Life is always good, right???

What happens when you are persecuted for doing nothing wrong, but simply sharing with others what the Lord has done.

We have a great example before us to consider the next time you are sharing a testimony and others decide to make life ruff for us.

Illustration:

There were 40 Roman soldiers, in the famed Twelfth Legion of Rome’s imperial army; and in AD 320 Emperor Licinius had sent down an edict commanding all soldiers to offer a sacrifice to his pagan god. Forty of the soldiers were followers of Christ, who refused to renounce Christ. They were stripped naked and taken to a frozen lake near Sebaste (present-day Sivas in Turkey). They were instructed that if they renounced Christ, they would be freed and taken to a hot bath nearby in order to recover. Throughout the night the men stayed together, singing their song of victory.

The 40 soldiers persevered until one man relented. He renounced Christ and was taken to the hot baths to warm up, leaving 39 soldiers on the ice. However, one of the guards watching the 39 saw the supernatural glory resting on these 39 confessors of Christ; he stripped naked and joined them on the ice, thereby restoring the number to 40.

William Borden:

In 1904 William Borden graduated from a Chicago high school. As an heir to his family's fortune, he was already wealthy and for his high school graduation present, William Borden's parents gave their 16-year-old son a trip around the world. As the young man traveled through Asia, the Middle East, and Europe, he felt a growing burden for the world's hurting people.

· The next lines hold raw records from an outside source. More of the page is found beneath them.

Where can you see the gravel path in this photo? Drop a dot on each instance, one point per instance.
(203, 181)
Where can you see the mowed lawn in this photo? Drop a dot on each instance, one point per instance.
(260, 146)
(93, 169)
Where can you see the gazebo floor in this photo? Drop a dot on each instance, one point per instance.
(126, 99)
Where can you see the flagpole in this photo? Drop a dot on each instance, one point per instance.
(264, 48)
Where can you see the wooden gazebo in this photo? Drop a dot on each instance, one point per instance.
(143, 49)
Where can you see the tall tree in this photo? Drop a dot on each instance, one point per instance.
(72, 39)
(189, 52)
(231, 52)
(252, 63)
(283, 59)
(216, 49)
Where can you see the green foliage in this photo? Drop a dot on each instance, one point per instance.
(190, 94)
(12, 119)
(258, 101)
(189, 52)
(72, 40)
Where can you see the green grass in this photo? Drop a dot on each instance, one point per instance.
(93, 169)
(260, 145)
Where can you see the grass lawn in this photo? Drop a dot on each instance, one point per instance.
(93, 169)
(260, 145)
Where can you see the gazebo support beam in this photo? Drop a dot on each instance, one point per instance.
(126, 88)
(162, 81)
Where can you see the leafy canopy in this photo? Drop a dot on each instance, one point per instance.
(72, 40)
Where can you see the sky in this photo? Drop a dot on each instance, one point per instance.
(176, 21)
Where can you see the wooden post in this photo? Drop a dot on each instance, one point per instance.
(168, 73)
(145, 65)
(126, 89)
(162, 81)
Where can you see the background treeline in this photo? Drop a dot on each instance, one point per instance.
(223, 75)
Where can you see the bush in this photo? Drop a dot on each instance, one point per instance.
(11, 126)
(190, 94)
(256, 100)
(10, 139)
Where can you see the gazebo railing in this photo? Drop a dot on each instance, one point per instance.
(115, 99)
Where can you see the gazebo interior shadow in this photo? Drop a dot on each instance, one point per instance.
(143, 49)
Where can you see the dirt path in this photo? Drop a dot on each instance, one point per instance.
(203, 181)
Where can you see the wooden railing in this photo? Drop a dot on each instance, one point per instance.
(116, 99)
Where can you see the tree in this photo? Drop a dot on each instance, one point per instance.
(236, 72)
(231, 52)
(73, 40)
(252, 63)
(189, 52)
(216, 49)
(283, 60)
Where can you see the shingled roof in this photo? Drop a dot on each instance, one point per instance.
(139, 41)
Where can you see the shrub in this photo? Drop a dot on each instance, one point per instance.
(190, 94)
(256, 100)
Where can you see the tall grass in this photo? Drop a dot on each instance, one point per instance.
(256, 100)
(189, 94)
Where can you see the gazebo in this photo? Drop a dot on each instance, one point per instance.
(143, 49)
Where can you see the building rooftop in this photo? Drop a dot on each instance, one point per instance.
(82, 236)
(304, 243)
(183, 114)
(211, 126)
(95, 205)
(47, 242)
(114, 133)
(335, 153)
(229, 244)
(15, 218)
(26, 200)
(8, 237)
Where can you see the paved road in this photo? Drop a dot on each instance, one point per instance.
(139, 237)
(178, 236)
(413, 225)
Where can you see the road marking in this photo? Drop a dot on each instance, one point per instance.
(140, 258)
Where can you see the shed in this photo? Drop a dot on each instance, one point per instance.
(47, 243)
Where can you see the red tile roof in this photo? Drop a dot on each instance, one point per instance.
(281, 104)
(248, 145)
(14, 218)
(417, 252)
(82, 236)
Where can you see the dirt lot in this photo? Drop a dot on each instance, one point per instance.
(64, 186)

Finally, William Borden wrote home about his "desire to be a missionary".

One friend expressed disbelief that Bill was "throwing himself away as a missionary."

A story often associated with Borden says that, in response, William wrote two words in the back of his Bible: "No reserves."

During his first semester at Yale, Borden started something that would transform campus life. One of his friends described how it began: "It was well on in the first term when Bill and I began to pray together in the morning before breakfast.

Borden's small Morning Prayer group gave birth to a movement that soon spread across the campus. By the end of his first year, 150 freshmen were meeting weekly for Bible study and prayer. By the time William Borden was a senior, one thousand of Yale's 1,300 students were meeting in such groups.

Borden's missionary call narrowed to the Muslim Kansu people in China. Fixing his eyes on that goal, Borden never wavered. He also challenged his classmates to consider foreign missionary service. One of them said of him: “He certainly was one of the strongest characters I have ever known, and he put backbone into the rest of us at college. There was real iron in him, and I always felt he was of the stuff martyrs were made of, and heroic missionaries of more modern times.”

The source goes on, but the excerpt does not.